- Pitcher
- Born: November 12, 1943 (age 82) Whittier, California, U.S.
- Batted: RightThrew: Right

MLB debut
- September 7, 1967, for the New York Mets

Last MLB appearance
- September 24, 1967, for the New York Mets

MLB statistics
- Record: 0-0
- Earned run average: 3.00
- Strikeouts: 2
- Stats at Baseball Reference

Teams
- New York Mets (1967);

= Al Schmelz =

American baseball player (born 1943)

Alan George Schmelz (born November 12, 1943) is an American former Major League Baseball pitcher who played for the New York Mets in 1967.

==Early life==
Prior to playing professionally, Schmelz attended Arizona State University.

==Major league career==
Schmelz made two appearances in the major leagues. His first came on September 7 when the then 23-year-old rookie pitched against the St. Louis Cardinals in relief of Jerry Hinsley. He threw two innings and allowed one run of three hits and a walk. He also struck out two batters, including future Hall of Famer Orlando Cepeda.

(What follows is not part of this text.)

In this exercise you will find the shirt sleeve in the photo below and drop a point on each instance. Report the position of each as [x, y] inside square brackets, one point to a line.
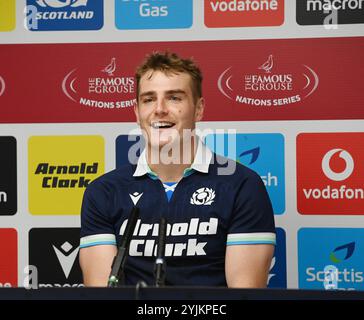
[96, 225]
[252, 221]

His next, and final, appearance came on September 24. He came into the game to relieve Don Cardwell and, despite giving up a hit, left the game without surrendering a run.

Overall, he went 0-0 with a 3.00 ERA in his two-game career. In three innings, he allowed four hits, a home run and a walk.

==Minor league career==
Schmelz pitched in the minor leagues from 1966 to 1969 in the Mets' (1966–1969), Oakland Athletics (1968) and Pittsburgh Pirates (1969) systems. Overall, he went 29-36 with a 3.13 ERA in 93 games (91 starts).

He showed flashes of excellence at times throughout his career. For example, in his first professional season, he went 15-5 with a 2.97 ERA for the Auburn Mets and Williamsport Mets. The following year, he posted a 2.60 ERA for Williamsport.